Some of the study group's top advisers contend that the process of ethnic cleansing, particularly by Iraqi Shiites trying to rid cities and regions of their Sunni populations, is already under way. "We may be about one-third through the process, with little ability to do anything about it," says Wayne White, a former Middle East intelligence official at the State Department.
But critics of the panel's core recommendation -- that the U.S. begin a rapid drawdown of American combat forces in Iraq that would culminate in a full withdrawal of combat troops by early 2008 -- say such a move would leave a military vacuum in Iraq that could open the way for an upsurge in Shiite violence against the Sunnis in Iraq.
The Sunni-Shiite split goes back to the early days of Islam, when a bloody feud broke out over which of the Prophet Muhammad's descendants should lead the Muslim faithful. Sunnis now predominate throughout the Middle East, with the exception of Iran. Shiites have recently experienced a resurgence in influence in the region, not just with the rise of Iran but also with the Shiite ascendancy in Iraq and Hezbollah's success in fighting Israel in Lebanon last summer.
High-level Arab officials have been warning for months that if left unchecked, the current slide into chaos in Iraq could spark a regional sectarian clash, according to U.S. and Arab diplomats. They have begun to share their contingency plans with top U.S. officials, in part because they hope to jolt the Bush administration into taking stronger action in Iraq and to secure the continued presence of U.S. troops there.

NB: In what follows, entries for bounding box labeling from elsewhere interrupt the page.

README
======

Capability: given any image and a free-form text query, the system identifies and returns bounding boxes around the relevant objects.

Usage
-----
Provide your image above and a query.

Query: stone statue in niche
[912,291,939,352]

Jordanian officials have suggested that if Iraq were to fall into a full-out civil war, Jordan would push troops to the border, and possibly across it, as far west as Rutbah about 80 miles inside Iraq, to stem an expected flow of Sunni refugees, says a U.S. military planner who recently met with leaders in the region.
"The danger is that if the Jordanians carve out a security zone or buffer zone inside Iraq, that the Syrians, Saudis and Turks will all follow," says the military planner. The Syrians could move into western Nineveh province, while the Turks could send troops to protect the Sunni Turkmen population in the north, he says.